As dairy producers increasingly adopt precision livestock farming technologies, the debate between wearable neck sensors (collars/eartags) and internal devices (rumen boluses) has intensified. Both technologies offer transformative insights into herd health, estrus detection and heat stress. However, when the conversation shifts to key profitability drivers – labor efficiency, technology return on investment (ROI) and feed efficiency – several critical distinctions emerge. Based on recent comparative research, neck collars possess several distinct advantages over bolus technology:

  • Ability to automate actions and gain efficiency in management tasks. By leveraging sensor-driven automated sorting, producers can reduce lock time, decrease labor by one to three hours per day and streamline tasks such as breeding and health treatments. Bolus technology typically cannot sort animals.
  • Flexible technology management and ROI. Collars are wearable devices whereas boluses are internal, which creates two key challenges from a cost and management perspective. When a cow exits the herd for any reason, so does the bolus – meaning new cows will require additional investment. Collars can easily be swapped between animals. Similarly, if a bolus stops functioning, repair and replacement options are limited.
  • Accurate measurement of eating behavior and, in the case of AfiCollar, the ability to accurately identify individual cow dry matter intake (DMI). 

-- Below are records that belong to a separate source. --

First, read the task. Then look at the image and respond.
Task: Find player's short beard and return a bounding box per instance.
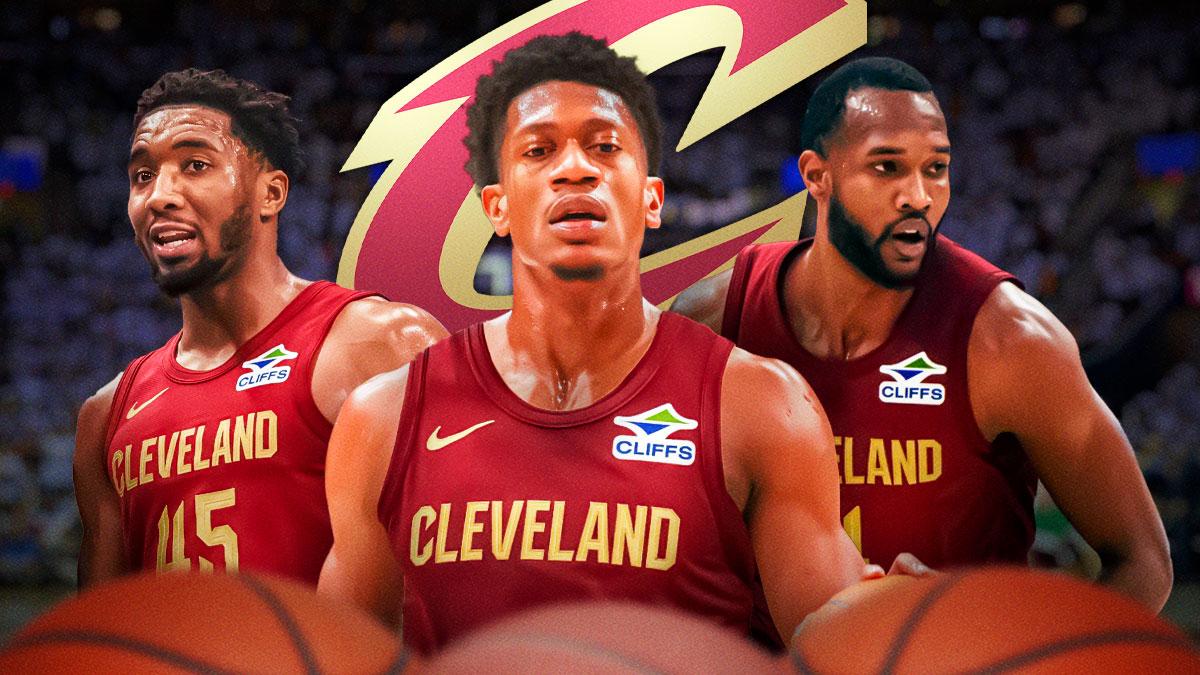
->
[829,192,937,289]
[144,204,251,298]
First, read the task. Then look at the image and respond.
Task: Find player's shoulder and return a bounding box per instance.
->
[721,347,824,425]
[79,372,125,420]
[671,269,733,333]
[331,295,445,336]
[968,278,1078,363]
[341,364,409,419]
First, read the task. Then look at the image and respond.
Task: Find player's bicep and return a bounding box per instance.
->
[72,376,127,589]
[722,352,863,635]
[671,269,733,333]
[968,285,1170,600]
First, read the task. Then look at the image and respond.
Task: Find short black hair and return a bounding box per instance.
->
[133,68,304,177]
[800,56,934,157]
[463,31,662,187]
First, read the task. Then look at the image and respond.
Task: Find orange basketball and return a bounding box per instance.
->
[792,567,1200,674]
[0,572,401,674]
[420,602,790,675]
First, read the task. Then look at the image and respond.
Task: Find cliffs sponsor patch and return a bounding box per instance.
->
[235,345,300,392]
[880,352,946,406]
[612,404,698,466]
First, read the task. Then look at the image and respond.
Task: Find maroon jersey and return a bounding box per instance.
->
[721,237,1037,567]
[379,312,778,652]
[107,281,366,585]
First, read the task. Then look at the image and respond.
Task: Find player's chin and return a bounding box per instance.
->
[550,263,605,282]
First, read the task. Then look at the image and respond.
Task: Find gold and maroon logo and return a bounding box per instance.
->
[337,0,866,330]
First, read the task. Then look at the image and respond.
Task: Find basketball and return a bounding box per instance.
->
[0,573,401,674]
[791,567,1200,674]
[421,602,787,675]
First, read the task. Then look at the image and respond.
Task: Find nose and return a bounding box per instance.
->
[895,172,934,211]
[550,141,600,185]
[146,168,182,213]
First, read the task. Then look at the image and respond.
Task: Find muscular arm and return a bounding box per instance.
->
[967,283,1171,611]
[671,269,733,334]
[312,298,448,422]
[317,366,408,627]
[72,375,128,590]
[721,350,868,639]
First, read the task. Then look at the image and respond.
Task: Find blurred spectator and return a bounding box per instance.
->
[0,0,1200,588]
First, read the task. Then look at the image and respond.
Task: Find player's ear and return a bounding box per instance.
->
[796,150,832,199]
[642,175,664,229]
[479,184,509,237]
[258,169,288,220]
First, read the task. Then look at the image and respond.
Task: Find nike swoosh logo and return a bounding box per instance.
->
[125,387,170,419]
[425,419,496,450]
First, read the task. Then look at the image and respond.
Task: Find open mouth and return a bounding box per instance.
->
[892,229,925,244]
[551,211,605,222]
[150,225,196,257]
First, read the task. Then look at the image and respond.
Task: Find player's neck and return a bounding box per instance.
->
[176,252,310,370]
[784,233,912,359]
[485,266,661,410]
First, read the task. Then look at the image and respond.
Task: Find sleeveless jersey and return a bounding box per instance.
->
[379,312,778,653]
[721,237,1037,567]
[107,281,367,585]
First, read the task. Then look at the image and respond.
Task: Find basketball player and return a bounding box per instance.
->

The Mechanics of Cow Monitoring: A Closer Look at Eating Behavior

To understand the disparity of eating behavior data, one must look at what is actually being measured. Accelerometer-based collars, such as the AfiCollar, are positioned on the neck to detect specific 3D movement patterns associated with jaw mechanics and head positioning. This allows the sensor’s algorithms to differentiate between distinct behaviors: rumination, grazing/eating, panting and general activity.

In contrast, a bolus sits within the reticulum. While highly effective at measuring internal physiological parameters like reticulorumen temperature and pH, its ability to monitor specific ingestion behavior is limited by its location. Research comparing these technologies highlights a significant data gap. While collars report specific eating time in minutes per day, bolus systems report a generalized Activity Index.

The Accuracy of Intake Prediction

The inability to isolate eating time has cascading effects on farm management. In a recent study, sensors that recorded both rumination and eating behavior (like collars) achieved significantly higher predictive accuracy (Adjusted-R² of up to 0.58) compared to technologies that relied solely on activity or lacked specific eating metrics.

Without a precise measurement of the time spent eating, the equation for intake remains unsolvable. Research explicitly notes that because boluses rely on rumen motility and general accelerometers, they do not capture eating time as directly as head-mounted sensors, limiting their utility.

Advertisement

The Feed Efficiency Blind Spot

The most significant commercial implication of this technological difference lies in the calculation of Feed Efficiency (FE). FE is generally defined as the ratio of milk produced to DMI. As the industry moves toward breeding and managing for more efficient cows to reduce costs and methane emissions, knowing individual DMI is non-negotiable. Since bolus technology does not measure eating time, it cannot estimate individual DMI. Without DMI, a producer cannot calculate feed efficiency. 

Notably, not all collar sensors have the ability to measure individual cow DMI. In 2025, Afimilk became the first company to accurately identify individual cow intake, combine it with milk production data and create a Feed Efficiency and income over feed score per animal. 

Precision Dairy Tactics Demand the Right Data

While both technologies have proven value, their differences become more discernable when nutrition enters the discussion.

Precision is no longer about collecting more data. It is about collecting the right data. In the race toward more efficient, sustainable dairying, understanding how much a cow eats may be the metric that separates observation from optimization.

References

Edwards, J.P., et al. (2024). "On-animal sensors may predict paddock level pasture mass in rotationally grazed dairy systems." Computers and Electronics in Agriculture.

Hofmann, W., et al. (2024). "Assessing the validity of sensor-based predictions of post-grazing residual in dairy systems." Journal of New Zealand Grasslands.

Castaneda, A., et al. (2025). "Investigating rumination and eating time as proxies for identifying dairy cows with low methane-emitting potential." Journal of Dairy Science Communications.